Mathematics, applied research integral to new institute

Li Xinran
The Shanghai Institute for Mathematics and Interdisciplinary Sciences, chaired by Fields Medalist Shing-Tung Yau, opened in Yangpu District on January 2.
Li Xinran

The Shanghai Institute for Mathematics and Interdisciplinary Sciences, chaired by Shing-Tung Yau, was opened in Yangpu District on January 2. The institute is a new type of research and development institution that carries out activities such as mathematics and interdisciplinary research, talent introduction and cultivation, and international academic exchanges.

It is committed to achieving significant results in fundamental mathematical theory and applied research, helping to solve the bottleneck problem in China’s strategic field and leading the innovative development of high-end industries.

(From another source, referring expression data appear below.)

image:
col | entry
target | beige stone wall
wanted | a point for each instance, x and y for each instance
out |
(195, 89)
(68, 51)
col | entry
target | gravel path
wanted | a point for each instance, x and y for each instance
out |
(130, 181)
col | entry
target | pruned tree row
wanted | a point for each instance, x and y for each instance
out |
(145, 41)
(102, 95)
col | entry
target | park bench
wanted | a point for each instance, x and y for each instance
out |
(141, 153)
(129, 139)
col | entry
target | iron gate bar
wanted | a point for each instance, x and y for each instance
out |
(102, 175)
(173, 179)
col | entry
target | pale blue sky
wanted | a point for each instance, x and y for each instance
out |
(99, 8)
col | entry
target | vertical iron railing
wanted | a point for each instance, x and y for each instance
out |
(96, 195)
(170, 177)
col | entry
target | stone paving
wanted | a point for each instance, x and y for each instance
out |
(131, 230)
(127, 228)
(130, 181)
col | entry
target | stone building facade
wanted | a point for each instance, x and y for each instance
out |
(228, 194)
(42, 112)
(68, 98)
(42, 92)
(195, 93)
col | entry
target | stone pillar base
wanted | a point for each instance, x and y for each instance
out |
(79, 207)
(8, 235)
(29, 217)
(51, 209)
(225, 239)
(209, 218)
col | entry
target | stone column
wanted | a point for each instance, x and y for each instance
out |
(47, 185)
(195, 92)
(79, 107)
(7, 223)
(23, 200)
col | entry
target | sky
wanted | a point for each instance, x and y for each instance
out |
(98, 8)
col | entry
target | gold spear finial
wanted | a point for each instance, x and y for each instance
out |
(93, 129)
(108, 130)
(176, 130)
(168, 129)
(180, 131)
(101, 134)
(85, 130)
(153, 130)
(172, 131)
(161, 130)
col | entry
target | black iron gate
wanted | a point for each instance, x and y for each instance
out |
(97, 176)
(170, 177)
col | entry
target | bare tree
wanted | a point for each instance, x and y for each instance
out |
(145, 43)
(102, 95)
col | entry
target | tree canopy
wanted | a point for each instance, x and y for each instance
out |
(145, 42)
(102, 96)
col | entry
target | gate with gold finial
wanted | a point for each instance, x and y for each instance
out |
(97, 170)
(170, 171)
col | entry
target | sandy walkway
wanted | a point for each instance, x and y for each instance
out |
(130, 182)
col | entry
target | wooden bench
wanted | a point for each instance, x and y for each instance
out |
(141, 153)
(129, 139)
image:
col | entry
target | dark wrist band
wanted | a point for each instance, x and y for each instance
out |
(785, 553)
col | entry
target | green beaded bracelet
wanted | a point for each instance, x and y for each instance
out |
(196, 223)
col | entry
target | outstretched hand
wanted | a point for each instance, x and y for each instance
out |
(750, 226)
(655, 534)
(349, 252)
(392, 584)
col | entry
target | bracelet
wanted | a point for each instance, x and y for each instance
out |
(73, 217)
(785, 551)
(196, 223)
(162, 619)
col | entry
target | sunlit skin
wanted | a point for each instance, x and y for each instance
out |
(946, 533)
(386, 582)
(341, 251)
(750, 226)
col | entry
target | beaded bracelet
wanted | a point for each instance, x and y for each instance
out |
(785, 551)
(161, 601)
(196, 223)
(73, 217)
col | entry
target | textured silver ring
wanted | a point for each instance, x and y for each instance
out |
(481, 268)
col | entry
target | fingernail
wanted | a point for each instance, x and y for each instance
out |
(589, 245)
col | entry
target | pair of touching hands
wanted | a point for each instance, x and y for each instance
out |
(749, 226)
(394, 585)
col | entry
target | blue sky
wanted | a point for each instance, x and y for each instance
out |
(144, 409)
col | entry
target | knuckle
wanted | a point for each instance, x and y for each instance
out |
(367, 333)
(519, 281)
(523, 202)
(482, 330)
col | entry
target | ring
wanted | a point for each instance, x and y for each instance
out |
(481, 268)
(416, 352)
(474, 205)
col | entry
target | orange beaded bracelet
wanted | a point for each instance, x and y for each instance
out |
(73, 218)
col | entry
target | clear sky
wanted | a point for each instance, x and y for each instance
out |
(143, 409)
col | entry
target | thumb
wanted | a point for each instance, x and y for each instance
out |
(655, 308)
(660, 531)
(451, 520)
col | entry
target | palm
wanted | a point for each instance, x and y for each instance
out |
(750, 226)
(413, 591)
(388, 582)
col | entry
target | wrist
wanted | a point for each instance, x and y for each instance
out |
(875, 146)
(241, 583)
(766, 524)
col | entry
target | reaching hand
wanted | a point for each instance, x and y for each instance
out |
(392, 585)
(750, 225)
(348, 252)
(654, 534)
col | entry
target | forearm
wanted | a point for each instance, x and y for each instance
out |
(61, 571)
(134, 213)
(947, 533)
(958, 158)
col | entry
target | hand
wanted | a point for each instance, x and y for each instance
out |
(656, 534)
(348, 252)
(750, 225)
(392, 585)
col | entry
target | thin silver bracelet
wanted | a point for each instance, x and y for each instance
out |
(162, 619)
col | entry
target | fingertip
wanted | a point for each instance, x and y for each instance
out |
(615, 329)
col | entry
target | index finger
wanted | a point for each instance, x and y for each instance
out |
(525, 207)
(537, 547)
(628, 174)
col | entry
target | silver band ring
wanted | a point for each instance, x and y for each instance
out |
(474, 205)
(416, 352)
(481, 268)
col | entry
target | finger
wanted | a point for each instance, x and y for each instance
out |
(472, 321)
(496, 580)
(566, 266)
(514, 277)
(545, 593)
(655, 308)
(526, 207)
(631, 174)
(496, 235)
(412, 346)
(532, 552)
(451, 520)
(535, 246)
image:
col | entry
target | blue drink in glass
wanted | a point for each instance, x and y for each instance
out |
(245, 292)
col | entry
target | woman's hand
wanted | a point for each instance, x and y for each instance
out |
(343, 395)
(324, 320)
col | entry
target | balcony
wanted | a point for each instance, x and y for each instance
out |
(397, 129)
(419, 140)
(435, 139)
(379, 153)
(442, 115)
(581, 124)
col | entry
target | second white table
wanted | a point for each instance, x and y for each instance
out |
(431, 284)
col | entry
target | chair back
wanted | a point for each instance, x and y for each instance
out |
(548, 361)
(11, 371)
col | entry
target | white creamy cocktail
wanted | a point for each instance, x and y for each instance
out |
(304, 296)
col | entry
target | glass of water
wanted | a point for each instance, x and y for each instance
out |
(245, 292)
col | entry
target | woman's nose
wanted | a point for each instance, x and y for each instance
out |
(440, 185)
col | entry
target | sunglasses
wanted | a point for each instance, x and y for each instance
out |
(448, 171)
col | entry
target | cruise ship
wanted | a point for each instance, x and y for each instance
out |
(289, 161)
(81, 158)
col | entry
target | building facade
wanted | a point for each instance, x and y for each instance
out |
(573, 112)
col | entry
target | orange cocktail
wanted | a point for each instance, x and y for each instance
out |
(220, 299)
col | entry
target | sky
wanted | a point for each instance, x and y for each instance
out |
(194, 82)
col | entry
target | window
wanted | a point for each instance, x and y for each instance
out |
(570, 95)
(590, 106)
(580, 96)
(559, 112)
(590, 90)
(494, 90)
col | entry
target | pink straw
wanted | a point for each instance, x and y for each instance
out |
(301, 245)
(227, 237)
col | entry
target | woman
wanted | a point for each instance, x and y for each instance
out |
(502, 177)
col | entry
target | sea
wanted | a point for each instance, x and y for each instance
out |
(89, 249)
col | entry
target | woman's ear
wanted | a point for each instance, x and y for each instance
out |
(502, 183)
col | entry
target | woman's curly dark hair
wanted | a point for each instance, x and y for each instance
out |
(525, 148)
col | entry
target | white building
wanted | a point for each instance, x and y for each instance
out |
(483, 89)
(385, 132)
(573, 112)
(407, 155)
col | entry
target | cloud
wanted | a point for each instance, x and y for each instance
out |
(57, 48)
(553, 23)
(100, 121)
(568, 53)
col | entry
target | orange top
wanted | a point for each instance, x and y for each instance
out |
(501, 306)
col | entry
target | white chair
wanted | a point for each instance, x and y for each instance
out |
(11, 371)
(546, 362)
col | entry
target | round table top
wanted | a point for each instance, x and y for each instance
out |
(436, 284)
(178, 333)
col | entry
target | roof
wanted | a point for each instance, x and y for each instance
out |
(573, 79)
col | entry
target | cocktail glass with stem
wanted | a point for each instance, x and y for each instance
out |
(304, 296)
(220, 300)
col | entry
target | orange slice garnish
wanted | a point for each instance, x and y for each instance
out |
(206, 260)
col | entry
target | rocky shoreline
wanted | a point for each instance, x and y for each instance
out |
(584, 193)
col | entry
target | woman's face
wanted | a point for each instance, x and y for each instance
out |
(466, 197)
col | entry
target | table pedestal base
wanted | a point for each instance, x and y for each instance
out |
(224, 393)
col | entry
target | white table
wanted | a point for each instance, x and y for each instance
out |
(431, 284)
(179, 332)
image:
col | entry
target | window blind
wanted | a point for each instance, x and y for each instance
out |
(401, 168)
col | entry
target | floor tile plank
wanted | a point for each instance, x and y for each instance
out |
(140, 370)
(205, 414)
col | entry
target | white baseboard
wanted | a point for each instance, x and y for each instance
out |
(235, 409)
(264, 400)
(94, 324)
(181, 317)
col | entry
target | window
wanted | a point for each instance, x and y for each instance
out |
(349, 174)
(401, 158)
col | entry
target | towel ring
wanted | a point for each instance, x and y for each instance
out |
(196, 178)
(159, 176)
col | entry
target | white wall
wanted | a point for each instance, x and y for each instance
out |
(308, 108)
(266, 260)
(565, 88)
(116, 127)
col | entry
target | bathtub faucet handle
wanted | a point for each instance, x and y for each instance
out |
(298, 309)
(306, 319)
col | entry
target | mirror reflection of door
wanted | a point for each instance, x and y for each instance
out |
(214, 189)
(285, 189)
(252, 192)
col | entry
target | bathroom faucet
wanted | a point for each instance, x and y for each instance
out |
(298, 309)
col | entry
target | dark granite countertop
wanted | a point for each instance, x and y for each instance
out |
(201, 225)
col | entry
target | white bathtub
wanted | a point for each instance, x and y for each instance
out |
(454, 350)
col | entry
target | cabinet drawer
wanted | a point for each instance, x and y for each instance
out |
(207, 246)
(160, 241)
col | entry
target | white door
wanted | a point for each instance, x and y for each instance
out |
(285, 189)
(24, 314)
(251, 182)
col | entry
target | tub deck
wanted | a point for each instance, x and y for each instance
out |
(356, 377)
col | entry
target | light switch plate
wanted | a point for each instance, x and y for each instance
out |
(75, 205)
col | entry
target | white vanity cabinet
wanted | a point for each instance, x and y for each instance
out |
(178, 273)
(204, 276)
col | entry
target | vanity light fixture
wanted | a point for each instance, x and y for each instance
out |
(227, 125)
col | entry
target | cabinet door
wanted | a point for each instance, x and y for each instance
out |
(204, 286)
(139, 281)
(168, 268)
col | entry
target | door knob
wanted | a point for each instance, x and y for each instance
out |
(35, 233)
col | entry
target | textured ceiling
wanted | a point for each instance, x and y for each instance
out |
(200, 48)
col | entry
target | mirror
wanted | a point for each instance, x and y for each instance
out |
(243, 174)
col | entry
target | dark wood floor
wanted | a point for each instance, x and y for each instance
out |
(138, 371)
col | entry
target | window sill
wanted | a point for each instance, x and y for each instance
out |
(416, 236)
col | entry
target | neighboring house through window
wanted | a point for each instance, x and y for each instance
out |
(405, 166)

“Yau is a notable recipient of the Fields Medal for his work in differential geometry. He believes that the ‘bottleneck’ problem cannot be solved by targeted pursuit,” said Hu Sen, vice president of SIMIS. “Improving fundamental research and original innovation capabilities will naturally produce disruptive results.”

Hu said that cross application was equally important. In recent decades, there has been a clear trend in the mathematical community, and the impact of cross application is becoming more and more profound.

“In the 1990s, financial mathematics emerged, and Wall Street was filled with mathematical talents. The breakthrough technologies and products of artificial intelligence, such as Alpha Go, ChatGPT and big models that have been popular in the past decade, are all supported by mathematics.

Mathematics, applied research integral to new institute
Ti Gong

The Shanghai Institute for Mathematics and Interdisciplinary Sciences opens on 657 Songhu Road, Yangpu District.

“Once the application results have been demonstrated, it can receive public support, making research more effective to achieve sustainable development and form a virtuous cycle,” Hu said.

Hence, the research direction of the research institute is set as “25 percent fundamental mathematics, 25 percent applied pure mathematics, plus 50 percent interdisciplinary application,” according to Hu.

The research institute needs to benchmark against the world’s top-tier Princeton Institute of Advanced Studies, and the research content must have academic value and contribute to mechanistic or common issues.

For SIMIS, it is particularly important to attract top-notch and energetic talented people in order to achieve its goals.

The research institute hopes to have 20 world-class minds in the core field of mathematics, a research team in 20 interdisciplinary fields within 10 years, and cultivate 30 to 40 young mathematicians at the forefront of international academic level, 100 postdoctoral fellows with world-class level and 500 graduate students.

A group of discipline leaders from well-known domestic universities have been confirmed to be part of the institute, with Li Jun, a member of Chinese Academy of Sciences and director of the Shanghai Mathematics Center at Fudan University, serving as the first dean.

More than 10 mathematicians from countries such as the United States, Canada and Russia will also take part, with many senior professors still engaged in research work on the front line, maintaining active creativity. Several Fields Award winners may join the research institute as full-time personnel.

Hu Minjun, deputy director of the Science and Technology Commission of Yangpu, told Shanghai Daily that academic “giants” could lure a group of young and promising professionals in mathematics and other basic disciplines to come together in Yangpu, and improve the overall level of fundamental research in the district.